Applied Econometrics, Statistical Methods and Methodology
I measure the uncertainty affecting estimates of economic inequality and investigate how accounting for the properly estimated standard errors can affect the results of empirical and structural macroeconomic studies. In my analysis, I rely upon two data sets: The Survey of Consumer Finances⎯a triennial survey of household financial condition, and the Public Use File⎯an annual sample of individual income tax returns. I demonstrate that ignoring uncertainties in estimated wealth and income shares can lead to erroneous conclusions about the current state of the economy and, thereby, lead to inaccurate predictions and ineffective policy recommendations.
“Balanced Growth Approach to Tracking Recessions” (joint with Jean-François Richard), Econometrics 2020, 8(2), 14.
We propose a hybrid version of Dynamic Stochastic General Equilibrium models with emphasis on parameter invariance and tracking during economic recessions.

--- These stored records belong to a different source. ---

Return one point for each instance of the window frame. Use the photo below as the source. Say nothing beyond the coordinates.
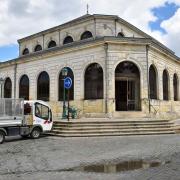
(37, 103)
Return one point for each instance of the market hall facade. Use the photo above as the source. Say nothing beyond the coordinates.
(116, 69)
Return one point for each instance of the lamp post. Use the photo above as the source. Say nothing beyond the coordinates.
(1, 83)
(64, 74)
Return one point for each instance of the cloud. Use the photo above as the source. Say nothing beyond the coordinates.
(20, 18)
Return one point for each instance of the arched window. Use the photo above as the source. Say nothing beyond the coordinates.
(165, 85)
(43, 86)
(120, 34)
(86, 35)
(52, 44)
(24, 87)
(68, 40)
(8, 88)
(61, 86)
(127, 87)
(175, 87)
(38, 48)
(94, 82)
(25, 51)
(152, 82)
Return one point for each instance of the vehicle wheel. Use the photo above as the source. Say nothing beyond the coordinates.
(35, 133)
(2, 137)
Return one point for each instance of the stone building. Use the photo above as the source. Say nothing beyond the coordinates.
(117, 69)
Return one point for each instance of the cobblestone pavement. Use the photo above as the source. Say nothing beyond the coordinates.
(50, 157)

We interpret hypothetical balanced growth ratios as moving targets for economic agents, that rely upon an Error Correction Mechanism to adjust to changes in target ratios driven by an underlying state Vector AutoRegressive process. Our proposal is illustrated by an application to a pilot Real Business Cycle model for the US economy from 1948 to 2019. Using an extensive recursive validation exercise, we highlight the model’s parameters invariance, tracking, and 1 to 3 step ahead forecasting performance.
“Goals, Constraints, and Transparent Assignment: A Field Study of the UEFA Champions League” (joint with Alistair J. Wilson).
Revise and resubmit at Management Science.
We analyze a matching mechanism developed to solve a complex constrained assignment problem for one of the most successful pan-European ventures: the UEFA Champions League. Relying upon a combination of theory, structural estimation, and simulation, we outline a quantitative methodology aimed at assessing a highly transparent (but combinatorically complex) tournament’s assignment procedure. Our analysis indicates that the UEFA mechanism is effectively a “constrained-best” in terms of pairwise independence. Moreover, we find that while substantially better mechanisms do not exist given the current constraint structure, matching distortions can be substantially reduced by only marginally relaxing the currently imposed constraint set.
I identify and address several shortcomings of the existing and widely applied approach in studying the relationship between business cycles and the well-being of economic agents. In contrast to the existing literature, I allow for the relationship in question to be nonlinear by relying upon semiparametric estimation techniques. Moreover, I proxy for the state of the economy by analyzing both average economic conditions as well as the observed variability in growth cycles. While my initial results complement rather than contradict those in the literature, they provide a novel and much needed reconsideration of how to correctly analyze the relationship between economic recessions and/or expansions and health.